Electronic Arts (EA) has taken its first definitive step into dynamic in-game advertising, assigning the sales and management of marketing messages in seven of its titles to two video game ad networks: Microsoft’s Massive Inc. and IGA Worldwide.
The twin agreements, for which terms were not disclosed, may be the biggest sign of the in-game ad market’s maturation since Microsoft acquired Massive earlier this year. EA is the world’s largest video game publisher by many measures. The company reported 2005 revenues of $3.1 billion, and will release 20 games during the upcoming holiday season. Its portfolio includes the game franchises “Need for Speed,” “Madden NFL Football,” “The Sims,” “FIFA Soccer” and “Harry Potter.”
The Massive deal is particularly noteworthy as it marks one of the first attempts at dynamic ad serving in the console gaming environment, as opposed to PC-based online gaming. Massive will manage advertising in select EA games for Microsoft’s connected Xbox 360 gaming platform, which by the holidays will have an audience “running into seven figures on a reach basis,” according to Massive CEO Mitch Davis.
Massive Inc. will sell and traffic ads in EA’s “Need for Speed Carbon” to start, and IGA Worldwide will represent “Battlefield 2142.” Another five games, as yet unannounced, will be split between the two networks. EA declined to identify all the titles it’s committed to serving ads in, but said it would work with other networks.
“These two deals are the first steps in the process of building out the infrastructure behind in-game advertising,” Chip Lange, EA’s VP of online commerce, told ClickZ News. “Our business strategy includes multiple partners… Expect more deals like this in the future.”
EA previously inserted static, hard coded ads into its games. Those were sold on a sponsorship basis, since the company had no easy way to track impressions and interactions. The sponsorship sales also required early commitments from marketers, as game development cycles take from one to two years.

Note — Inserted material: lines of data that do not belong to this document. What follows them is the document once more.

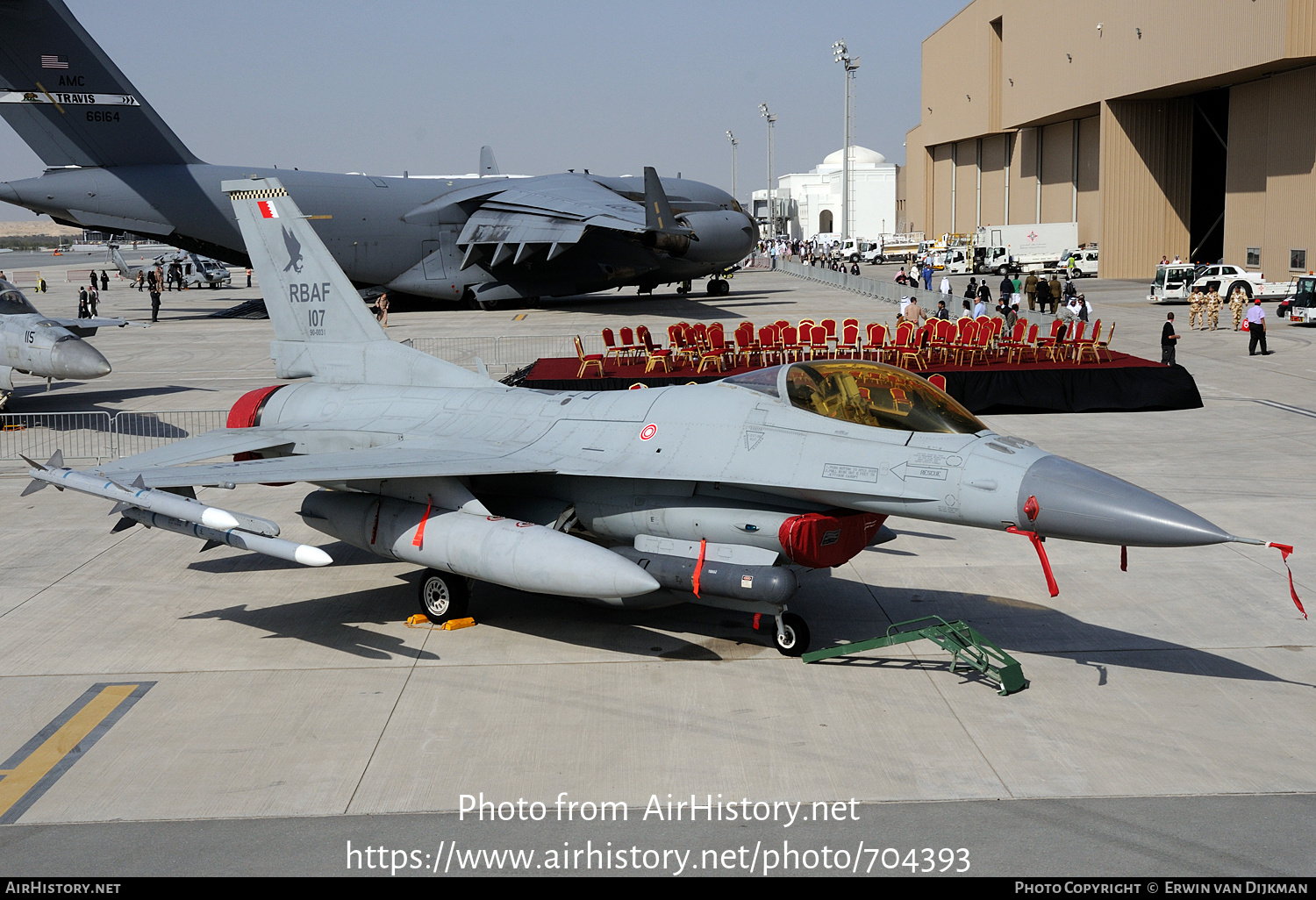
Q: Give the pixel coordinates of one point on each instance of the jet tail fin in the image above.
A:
(321, 326)
(47, 66)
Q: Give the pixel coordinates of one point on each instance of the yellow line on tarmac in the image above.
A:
(20, 779)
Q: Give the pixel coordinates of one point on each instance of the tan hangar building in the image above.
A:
(1158, 126)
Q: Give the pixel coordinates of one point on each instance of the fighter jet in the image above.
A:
(113, 165)
(702, 494)
(44, 346)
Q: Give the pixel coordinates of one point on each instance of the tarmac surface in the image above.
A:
(279, 712)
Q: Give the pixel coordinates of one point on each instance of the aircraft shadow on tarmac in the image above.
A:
(55, 402)
(1023, 626)
(334, 623)
(837, 610)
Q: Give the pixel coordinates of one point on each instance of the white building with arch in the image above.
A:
(811, 202)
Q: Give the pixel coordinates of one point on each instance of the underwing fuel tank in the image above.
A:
(505, 552)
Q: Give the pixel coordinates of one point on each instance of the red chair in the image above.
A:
(654, 355)
(610, 345)
(876, 347)
(819, 347)
(587, 361)
(791, 349)
(849, 342)
(716, 350)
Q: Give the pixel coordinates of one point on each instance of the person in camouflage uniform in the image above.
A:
(1195, 316)
(1236, 304)
(1213, 303)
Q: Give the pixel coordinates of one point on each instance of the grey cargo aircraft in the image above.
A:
(113, 165)
(42, 346)
(690, 494)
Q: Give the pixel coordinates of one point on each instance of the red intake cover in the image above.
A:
(824, 539)
(247, 413)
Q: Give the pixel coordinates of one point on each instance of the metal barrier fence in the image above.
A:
(100, 434)
(889, 291)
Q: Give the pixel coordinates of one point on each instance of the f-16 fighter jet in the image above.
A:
(42, 346)
(703, 494)
(113, 165)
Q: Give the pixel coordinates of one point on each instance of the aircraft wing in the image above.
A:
(397, 458)
(553, 215)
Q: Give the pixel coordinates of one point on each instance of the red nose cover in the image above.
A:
(247, 413)
(824, 539)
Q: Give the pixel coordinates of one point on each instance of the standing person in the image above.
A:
(1257, 329)
(1237, 300)
(1213, 304)
(1055, 291)
(1041, 292)
(1007, 289)
(1168, 339)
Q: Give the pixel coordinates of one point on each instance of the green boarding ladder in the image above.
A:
(965, 645)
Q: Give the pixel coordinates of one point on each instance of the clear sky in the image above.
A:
(550, 84)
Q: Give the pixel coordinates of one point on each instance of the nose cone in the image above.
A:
(1084, 504)
(724, 236)
(75, 358)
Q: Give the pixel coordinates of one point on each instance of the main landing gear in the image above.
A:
(442, 596)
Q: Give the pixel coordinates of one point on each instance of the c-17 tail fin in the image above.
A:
(68, 100)
(321, 326)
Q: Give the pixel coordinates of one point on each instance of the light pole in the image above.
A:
(771, 212)
(734, 144)
(842, 55)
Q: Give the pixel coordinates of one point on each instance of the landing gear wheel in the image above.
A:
(797, 636)
(442, 596)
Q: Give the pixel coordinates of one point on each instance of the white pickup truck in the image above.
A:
(1176, 283)
(1300, 305)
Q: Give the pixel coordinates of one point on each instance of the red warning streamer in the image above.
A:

“The flexibility that the dynamic business brings to the advertiser opens up a wider number of advertising opportunities,” said Lange. “No longer do you kneed to have your ads up six months in advance. Instead of selling brands, we can sell the product of the day.”
The company will maintain an in-house sales operation for brand advertising that involves tighter storyline integration, the inclusion of a car that a game character can actually drive, for example. “We believe that business is sold differently, integrated differently with the studios and requires a different toolset,” he said.
Massive now represents advertising in 66 games, and will add 30-plus more within six months. Advertisers in the network have included Fox, Warner Bros., Toyota, Kraft and Unilever. The company has not disclosed its total audience reach.
“We have a level of robustness in our network,” said chief executive Davis. “Ultimately, advertisers buy based on the reach of your network and the quality of your programming. We’re seeing very substantive growth in the in-game advertising market, just because we’re delivering on those two key factors.”
IGA Worldwide, an independent company, said its deal with EA would add “hundreds of millions” of impressions to its network, which has so far served under five billion impressions. The company is on the short list of providers of ad management and reporting for game environments.
IGA’s chief executive, Justin Townsend, said he expects publishers like EA to earmark more inventory for dynamic sales and management as they gain experience with it. “The industry is embryonic,” he said. “As the publishers become more comfortable with in-game advertising and see how the deals are integrated and serviced, then will be the time to make a more informed decision about offering more games from their portfolio.”
It’s difficult to gauge the worth of in-game ad partnerships like those announced yesterday by EA. Advance payments and guarantees are common for such relationships, as networks bid aggressively to work with game publishers — of which there are few relative to online media. “You do tend to see in some advertising mediums, there are upfronts and guaranteed advances,” said IGA’s Townsend. “It’s not really odd that that would happen in the in-game advertising industry. However there’s a fine line for negotiating a reasonable guarantee for any medium.”
The inclusion of Microsoft’s Xbox 360 console in EA’s advertising platforms begs the question of what EA will provide for ad insertion in other gaming platforms. Sony, for example, will release its Playstation 3 by the holidays. Lange declined to say whether the company expected to traffic dynamic placements there. “A lot of people are talking to them. As the online penetration rate picks up with that platform, it becomes a valuable business area.”